We have suggested [26] that the mechanisms of action of STN HFS in epileptic patients could be mediated through the Òfunctional inhibitionÓ of the STN, and subsequently of the SNR. The recording of epileptiform activity in the STN suggests that this structure, as well as the thalamic nuclei, is part of a cortico-subcortical network involved in the epileptogenic process. As an alternative, the effect could be mediated by the antidromic stimulation of the cortex (and thus of the epileptogenic zone), as suggested by Dinner and colleagues [34]. The fact that our best responders were suffering from a relatively well-circumscribed epileptogenic zone located in the central region of the cortex is in favour of this hypothesis. However, this hypothesis cannot by itself explain the anti-epileptic effects of STN HFS, and in particular its efficacy in generalized forms of epilepsy. Other mechanisms of action could also be hypothesised, such as possible changes in the resistance or sensitivity to antiepileptic drugs, as suggested in one of our patients.

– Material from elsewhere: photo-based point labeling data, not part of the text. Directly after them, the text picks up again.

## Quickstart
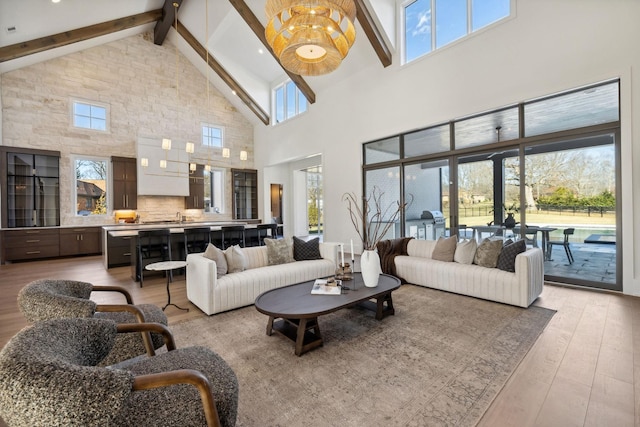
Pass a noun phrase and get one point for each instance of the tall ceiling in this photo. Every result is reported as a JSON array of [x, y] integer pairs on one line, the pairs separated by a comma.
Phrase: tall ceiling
[[230, 40]]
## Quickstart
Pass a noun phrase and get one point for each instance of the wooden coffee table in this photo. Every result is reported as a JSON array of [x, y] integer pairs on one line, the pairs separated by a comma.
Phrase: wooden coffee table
[[298, 310]]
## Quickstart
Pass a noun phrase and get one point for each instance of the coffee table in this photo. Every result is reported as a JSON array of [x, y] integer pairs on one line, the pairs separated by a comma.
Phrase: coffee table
[[298, 310]]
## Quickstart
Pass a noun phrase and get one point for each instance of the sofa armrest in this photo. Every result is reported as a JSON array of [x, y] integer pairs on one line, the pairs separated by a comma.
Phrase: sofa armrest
[[202, 274], [530, 270], [329, 250]]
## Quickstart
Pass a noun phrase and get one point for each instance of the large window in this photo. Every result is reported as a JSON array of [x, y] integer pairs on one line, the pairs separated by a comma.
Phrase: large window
[[214, 191], [432, 24], [288, 102], [91, 186], [544, 170], [90, 115]]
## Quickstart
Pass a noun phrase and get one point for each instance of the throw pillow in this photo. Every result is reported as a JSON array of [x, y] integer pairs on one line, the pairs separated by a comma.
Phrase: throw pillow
[[465, 251], [278, 251], [445, 249], [236, 261], [303, 250], [487, 253], [507, 258], [216, 254]]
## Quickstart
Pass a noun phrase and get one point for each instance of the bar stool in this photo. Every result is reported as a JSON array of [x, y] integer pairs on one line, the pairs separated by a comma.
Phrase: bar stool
[[266, 230], [196, 240], [232, 235], [153, 246]]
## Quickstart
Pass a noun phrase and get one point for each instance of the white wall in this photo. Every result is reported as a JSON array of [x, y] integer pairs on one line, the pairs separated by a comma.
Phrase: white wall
[[550, 46]]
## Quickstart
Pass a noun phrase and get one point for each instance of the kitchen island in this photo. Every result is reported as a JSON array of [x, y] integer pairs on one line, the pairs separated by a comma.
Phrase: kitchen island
[[120, 240]]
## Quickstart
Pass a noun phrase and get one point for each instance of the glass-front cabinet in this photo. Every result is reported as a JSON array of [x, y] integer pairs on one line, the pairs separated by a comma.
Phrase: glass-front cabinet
[[32, 189]]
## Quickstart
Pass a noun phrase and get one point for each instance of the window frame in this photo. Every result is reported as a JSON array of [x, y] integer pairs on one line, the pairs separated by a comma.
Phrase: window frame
[[204, 125], [74, 184], [301, 103], [401, 28], [107, 114]]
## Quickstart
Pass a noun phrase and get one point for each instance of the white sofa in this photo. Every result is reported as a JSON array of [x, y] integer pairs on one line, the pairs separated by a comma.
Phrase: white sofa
[[520, 288], [213, 295]]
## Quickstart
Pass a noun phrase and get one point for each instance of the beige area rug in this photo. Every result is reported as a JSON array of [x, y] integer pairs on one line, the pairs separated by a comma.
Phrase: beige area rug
[[440, 361]]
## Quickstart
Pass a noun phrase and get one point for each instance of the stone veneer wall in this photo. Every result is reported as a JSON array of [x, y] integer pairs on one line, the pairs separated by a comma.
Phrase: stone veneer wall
[[137, 80]]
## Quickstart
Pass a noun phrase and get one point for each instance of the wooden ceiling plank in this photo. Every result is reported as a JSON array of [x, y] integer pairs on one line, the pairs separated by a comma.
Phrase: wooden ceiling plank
[[168, 19], [224, 75], [42, 44], [256, 26], [373, 33]]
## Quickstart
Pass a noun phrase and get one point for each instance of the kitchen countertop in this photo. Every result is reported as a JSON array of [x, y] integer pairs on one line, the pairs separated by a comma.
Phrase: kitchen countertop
[[125, 230]]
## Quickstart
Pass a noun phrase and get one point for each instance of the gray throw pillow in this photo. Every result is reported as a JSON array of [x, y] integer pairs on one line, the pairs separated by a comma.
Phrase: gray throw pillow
[[303, 250], [507, 258], [445, 249], [465, 251], [216, 254], [487, 253], [278, 251], [236, 261]]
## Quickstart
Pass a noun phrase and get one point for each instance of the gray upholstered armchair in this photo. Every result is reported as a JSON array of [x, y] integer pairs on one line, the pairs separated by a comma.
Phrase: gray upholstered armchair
[[58, 298], [49, 376]]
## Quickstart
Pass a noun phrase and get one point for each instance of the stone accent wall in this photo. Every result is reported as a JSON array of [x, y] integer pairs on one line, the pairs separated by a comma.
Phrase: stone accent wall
[[147, 95]]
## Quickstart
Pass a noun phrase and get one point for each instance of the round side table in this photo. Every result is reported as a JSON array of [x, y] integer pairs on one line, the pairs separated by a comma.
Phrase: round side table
[[167, 266]]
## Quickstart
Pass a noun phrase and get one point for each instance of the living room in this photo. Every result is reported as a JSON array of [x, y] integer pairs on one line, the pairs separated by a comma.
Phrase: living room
[[543, 48]]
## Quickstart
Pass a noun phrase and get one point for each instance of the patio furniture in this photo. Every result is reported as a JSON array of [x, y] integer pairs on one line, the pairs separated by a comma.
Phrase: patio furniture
[[564, 243]]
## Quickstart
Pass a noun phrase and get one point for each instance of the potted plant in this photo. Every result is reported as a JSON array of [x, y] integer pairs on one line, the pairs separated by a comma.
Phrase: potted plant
[[372, 221]]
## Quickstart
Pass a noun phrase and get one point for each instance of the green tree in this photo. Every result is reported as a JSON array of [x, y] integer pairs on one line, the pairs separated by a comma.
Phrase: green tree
[[101, 205]]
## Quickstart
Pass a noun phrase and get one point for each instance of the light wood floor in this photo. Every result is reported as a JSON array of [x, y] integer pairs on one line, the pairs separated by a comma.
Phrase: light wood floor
[[584, 370]]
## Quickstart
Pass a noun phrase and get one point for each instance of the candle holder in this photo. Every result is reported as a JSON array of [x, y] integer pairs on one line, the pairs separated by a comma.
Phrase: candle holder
[[344, 272]]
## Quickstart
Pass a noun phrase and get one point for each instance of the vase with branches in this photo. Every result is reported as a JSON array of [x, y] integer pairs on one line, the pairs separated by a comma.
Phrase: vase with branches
[[372, 220]]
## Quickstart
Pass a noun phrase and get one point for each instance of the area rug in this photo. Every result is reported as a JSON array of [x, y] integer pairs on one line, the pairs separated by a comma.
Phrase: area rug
[[440, 361]]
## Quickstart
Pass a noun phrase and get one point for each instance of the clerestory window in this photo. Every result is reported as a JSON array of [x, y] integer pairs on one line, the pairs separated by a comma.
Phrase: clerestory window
[[432, 24], [288, 102]]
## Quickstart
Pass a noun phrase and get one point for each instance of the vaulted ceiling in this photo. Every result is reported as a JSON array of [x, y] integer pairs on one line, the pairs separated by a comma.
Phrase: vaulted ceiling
[[232, 31]]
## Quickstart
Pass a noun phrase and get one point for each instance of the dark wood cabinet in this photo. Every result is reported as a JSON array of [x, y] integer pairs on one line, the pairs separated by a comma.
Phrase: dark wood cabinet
[[36, 243], [195, 200], [31, 185], [119, 250], [125, 183], [245, 193], [80, 241]]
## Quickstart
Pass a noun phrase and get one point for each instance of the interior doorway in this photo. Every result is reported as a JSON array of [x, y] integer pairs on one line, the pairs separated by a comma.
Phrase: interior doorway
[[315, 215], [276, 203]]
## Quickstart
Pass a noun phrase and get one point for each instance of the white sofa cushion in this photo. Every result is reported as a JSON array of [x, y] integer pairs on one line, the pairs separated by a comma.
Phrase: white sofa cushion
[[520, 288], [213, 295]]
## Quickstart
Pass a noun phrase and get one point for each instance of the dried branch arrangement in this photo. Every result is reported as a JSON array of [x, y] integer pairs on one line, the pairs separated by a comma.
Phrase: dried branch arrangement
[[376, 220]]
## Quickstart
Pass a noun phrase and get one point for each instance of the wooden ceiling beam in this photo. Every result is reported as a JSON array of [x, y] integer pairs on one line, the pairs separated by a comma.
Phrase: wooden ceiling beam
[[256, 26], [224, 75], [373, 33], [42, 44], [167, 21]]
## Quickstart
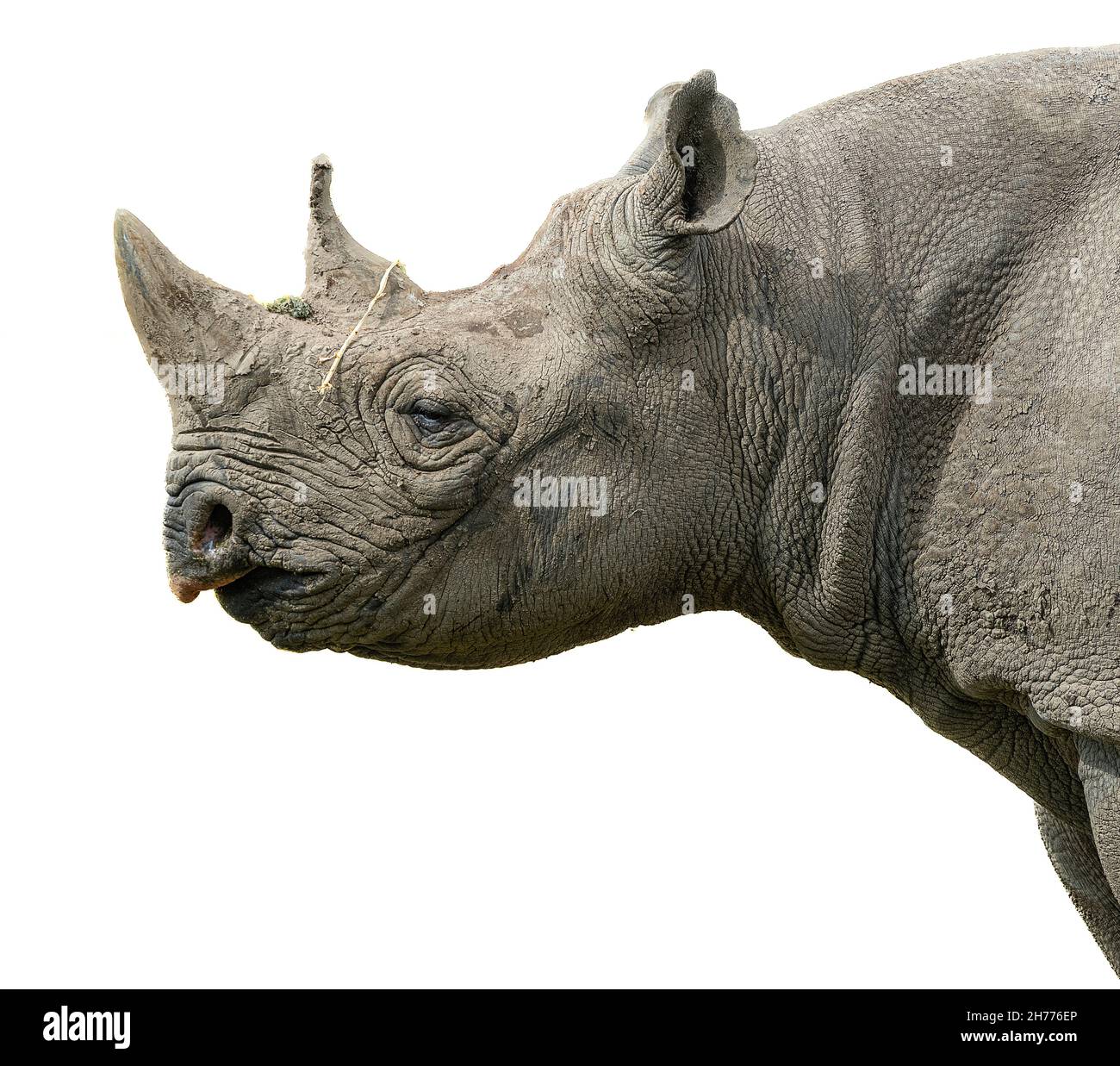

Whether the optimal target in epileptic patients is the STN itself or, as suggested by experimental studies, the SNR, remains an important issue. The most effective targets in our patients were located in the inferior part of the STN, close to the SNR, in a region that is different from our STN target in parkinsonian patients, which has been shown to be located more laterally and more dorsally (see figure 1). This suggests that the circuits involved in the control of seizures would be different from those proposed for the control of movement disorders. This hypothesis requires the identification of electrophysiological markers in epileptic patients, as has been done for CM stimulation [14]. In contrast to the treatment of patients with movement disorders, specific difficulties are encountered in epileptic patients when targeting deep brain structures, particularly because of the absence of acute symptomatic improvement that can be monitored during surgery.

CONCLUSION

Our preliminary data, as well as recent data obtained in other groups, suggest that deep brain stimulation should be considered in the treatment of drug-resistant and inoperable epilepsies. In particular, CM, AN, and STN stimulations have been proven to be feasible, safe and possibly effective in patients suffering from different kinds of epilepsies. The fact that responders experienced a seizure reduction, but not a complete remission of seizures, means that surgical resection remains the gold standard treatment of drug-resistant epilepsies whenever this option is possible. However, in a reasonable number of refractory patients, such an option is not feasible, so that deep brain stimulation may offer a potential alternative. Nevertheless, although encouraging, published results do not provide a definite conclusion. Many issues remain unresolved, including patient selection criteria, optimal stimulation targets and stimulation parameters, continuous versus intermittent stimulation protocols and, above all, the mechanisms which subserve the antiepileptic effect of the stimulation. In this respect, additional animal studies are required, and controlled clinical trials will be necessary to further document and validate this new therapeutic method.